The pVIVIO2.cMMP-7 DNA vaccine induced profound antibody response in the vaccinated animals. The IgG subtype analyses depicted significantly (p < 0.05) higher levels of IgG1 and IgG2a levels in cMMP-7 vaccinated animals as compared to the other two groups indicating towards a cMMP-7 DNA vaccine-induced mixed type of Th1/Th2 immune response. In-vitro restimulation of the isolated splenocytes from the mice immunized with pVIVO2.cMMP-7 DNA vaccine with either purified whole recombinant cMMP-7 protein or the customized cMMP-7 derived synthetic peptides depicted that the peptides as well as the intact recombinant protein induced substantial lymphocyte proliferation as significantly (p < 0.01) higher stimulation index was observed in presence of recombinant cMMP-7 protein and both of the derived peptides in cMMP-7 vaccinated group only. This indicated antigen-specific clonal expansion of a sub-set of immune cells towards initiation of the specific immune responses in the vaccinated animals. Further, antigen-specific proliferation of IFN-γ+T-cells and CD8+-IFN-γ+ T-cells in primed splenocytes along with enhanced IFN- γ production in presence of both the peptides only in cMMP-7 vaccinated group clearly depicted that the cMMP-7 derived putative MHC I binding peptides were successful to mimic the in-vivo natural processing of c-MMP-7 and its subsequent presentation to elicit a Th1-polarized response. The preferential induction of Th1-type cytokines is interesting as this may lead to the activation of macrophages and natural killer cells to execute the cancerous cells selectively, and may also promote the activation and proliferation of antigen specific CD8+ CTLs [54, 55]. The potential of the cMMP-7 derived peptides may be exploited to generate epitope-based xenovaccines for anti-tumor immunotherapy. Perhaps it may facilitate the exploitation of advantages associated with synthetic peptide-based vaccines over entire antigen-based vaccines such as easy packaging in smaller delivery vehicles, possibility of achieving multiple epitope-based broad and universal cellular immunity, etc. in future.

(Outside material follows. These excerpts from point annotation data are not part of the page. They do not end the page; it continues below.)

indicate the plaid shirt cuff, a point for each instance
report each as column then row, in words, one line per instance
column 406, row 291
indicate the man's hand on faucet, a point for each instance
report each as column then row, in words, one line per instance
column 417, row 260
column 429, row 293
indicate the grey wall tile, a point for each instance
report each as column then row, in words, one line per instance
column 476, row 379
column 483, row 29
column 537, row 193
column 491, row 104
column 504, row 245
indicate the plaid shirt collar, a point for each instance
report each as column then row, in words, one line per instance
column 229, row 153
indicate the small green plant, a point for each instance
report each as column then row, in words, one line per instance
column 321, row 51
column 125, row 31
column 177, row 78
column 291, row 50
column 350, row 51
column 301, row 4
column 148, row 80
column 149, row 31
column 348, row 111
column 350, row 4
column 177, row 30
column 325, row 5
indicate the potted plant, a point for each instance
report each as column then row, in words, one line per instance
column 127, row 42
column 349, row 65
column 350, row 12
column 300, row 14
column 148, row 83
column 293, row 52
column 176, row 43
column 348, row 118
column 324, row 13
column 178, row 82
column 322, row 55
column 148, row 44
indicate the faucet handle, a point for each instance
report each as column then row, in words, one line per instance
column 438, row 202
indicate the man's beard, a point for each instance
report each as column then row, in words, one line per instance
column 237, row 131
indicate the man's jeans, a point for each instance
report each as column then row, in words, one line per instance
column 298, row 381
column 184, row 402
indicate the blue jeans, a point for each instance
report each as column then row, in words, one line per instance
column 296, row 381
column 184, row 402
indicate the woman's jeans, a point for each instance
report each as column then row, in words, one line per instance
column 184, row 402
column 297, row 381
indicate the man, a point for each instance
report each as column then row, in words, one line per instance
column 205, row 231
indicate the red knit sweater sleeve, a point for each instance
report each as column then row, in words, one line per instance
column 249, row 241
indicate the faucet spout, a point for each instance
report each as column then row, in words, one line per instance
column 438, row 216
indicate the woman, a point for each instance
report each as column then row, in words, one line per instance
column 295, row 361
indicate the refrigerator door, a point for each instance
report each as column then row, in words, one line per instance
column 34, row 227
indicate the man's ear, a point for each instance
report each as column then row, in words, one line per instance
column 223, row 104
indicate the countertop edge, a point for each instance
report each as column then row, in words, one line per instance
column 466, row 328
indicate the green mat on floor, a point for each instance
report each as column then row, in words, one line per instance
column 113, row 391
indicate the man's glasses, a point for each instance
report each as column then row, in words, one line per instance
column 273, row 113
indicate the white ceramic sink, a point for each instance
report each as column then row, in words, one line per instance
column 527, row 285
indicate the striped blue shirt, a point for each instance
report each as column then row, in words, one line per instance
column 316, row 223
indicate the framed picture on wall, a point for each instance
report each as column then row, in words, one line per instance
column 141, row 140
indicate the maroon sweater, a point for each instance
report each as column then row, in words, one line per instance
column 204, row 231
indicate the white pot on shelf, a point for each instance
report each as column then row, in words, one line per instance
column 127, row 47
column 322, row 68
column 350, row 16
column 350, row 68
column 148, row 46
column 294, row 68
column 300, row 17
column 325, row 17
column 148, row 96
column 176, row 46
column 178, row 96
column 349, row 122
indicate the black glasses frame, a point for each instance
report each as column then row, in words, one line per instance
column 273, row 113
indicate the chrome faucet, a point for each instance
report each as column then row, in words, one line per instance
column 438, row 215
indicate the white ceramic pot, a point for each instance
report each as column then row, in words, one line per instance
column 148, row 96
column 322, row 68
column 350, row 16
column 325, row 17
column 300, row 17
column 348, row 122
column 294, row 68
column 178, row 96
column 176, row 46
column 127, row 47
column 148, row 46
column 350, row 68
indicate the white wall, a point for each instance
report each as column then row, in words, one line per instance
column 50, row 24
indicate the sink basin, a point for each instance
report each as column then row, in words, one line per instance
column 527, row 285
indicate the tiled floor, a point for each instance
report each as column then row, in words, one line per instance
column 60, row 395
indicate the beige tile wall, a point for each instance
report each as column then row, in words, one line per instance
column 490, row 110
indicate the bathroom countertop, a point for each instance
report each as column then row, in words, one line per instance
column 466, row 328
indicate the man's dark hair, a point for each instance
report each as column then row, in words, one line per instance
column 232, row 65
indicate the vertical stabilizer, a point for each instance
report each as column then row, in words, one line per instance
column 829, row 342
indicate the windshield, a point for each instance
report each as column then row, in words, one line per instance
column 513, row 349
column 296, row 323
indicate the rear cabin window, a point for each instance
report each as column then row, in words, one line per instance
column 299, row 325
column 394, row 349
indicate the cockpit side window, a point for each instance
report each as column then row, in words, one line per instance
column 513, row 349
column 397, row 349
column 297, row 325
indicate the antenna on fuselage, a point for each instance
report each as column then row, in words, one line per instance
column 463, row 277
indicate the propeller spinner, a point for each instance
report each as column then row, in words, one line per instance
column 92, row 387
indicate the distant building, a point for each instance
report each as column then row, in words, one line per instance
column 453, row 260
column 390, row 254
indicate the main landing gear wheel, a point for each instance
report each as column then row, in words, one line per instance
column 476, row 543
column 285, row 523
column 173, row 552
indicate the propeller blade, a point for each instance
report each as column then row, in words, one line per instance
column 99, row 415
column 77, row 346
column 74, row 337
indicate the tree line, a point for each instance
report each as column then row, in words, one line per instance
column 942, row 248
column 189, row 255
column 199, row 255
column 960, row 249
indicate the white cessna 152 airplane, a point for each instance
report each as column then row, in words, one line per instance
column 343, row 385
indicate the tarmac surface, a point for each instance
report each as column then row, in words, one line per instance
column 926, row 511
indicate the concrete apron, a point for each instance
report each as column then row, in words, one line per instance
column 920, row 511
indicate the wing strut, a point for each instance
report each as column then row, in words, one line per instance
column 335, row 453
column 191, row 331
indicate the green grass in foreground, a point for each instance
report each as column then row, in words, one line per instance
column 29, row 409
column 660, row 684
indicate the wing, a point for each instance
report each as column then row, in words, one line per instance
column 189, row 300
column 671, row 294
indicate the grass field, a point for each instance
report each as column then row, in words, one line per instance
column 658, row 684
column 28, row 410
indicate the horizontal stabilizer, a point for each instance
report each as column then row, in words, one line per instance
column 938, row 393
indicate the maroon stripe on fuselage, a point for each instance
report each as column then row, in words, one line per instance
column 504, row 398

Although, the cMMP-7 epitope-based xenovaccine has yielded promising outcome, however elucidation of the potential immunotoxic effects urges further introspection. The adverse-effects of anti-MMP-7 immunotherapy is yet to be elucidated vividly but human MMP-9 and MMP-2 derived synthetic peptide-based vaccine has significantly restricted tumor growth in mice melanoma without producing any pathological side-effects [56]. Further, peptide‐based vaccine immunotherapy targeting several TAAs has also depicted promising outcomes against urological and colorectal cancer without producing any severe adverse effects [57,58,59]. In contrast, T-cell immunotherapy using engineered T cell receptor targeted against carcinoembryonic antigen produced significant regression of metastatic colorectal cancer but also induced severe colitis [60]. Thus, a keen attention is required to ensure the safety profile of such vaccines. The adverse effects of the vaccine in pregnancy also requires further investigation as inhibition of MMPs may affect uterine growth and expansion leading to premature labor [61]. However, oral delivery of anti-angiogenic listeriolysin-mVEGFR2 DNA vaccine targeting the VEGF receptor which carries out important functions in peri-implantation angiogenesis during early pregnancy has produced no adversity in establishment and progression of healthy pregnancy [62, 63].

Conclusion

In conclusion, the present introspection has vividly depicted that the putative cMMP-7 derived MHC class I binding nonapeptides have the potential to mimic its corresponding whole antigen counterpart in terms of in-vivo customary antigen processing and presentation to elicit a Th1-polarized response. Considering the xenoantigenic potential of cMMP-7, the acquired knowledge can be replicated to customize single or multiple epitope-based chimeric xenovaccines towards targeted tumor immunotherapy.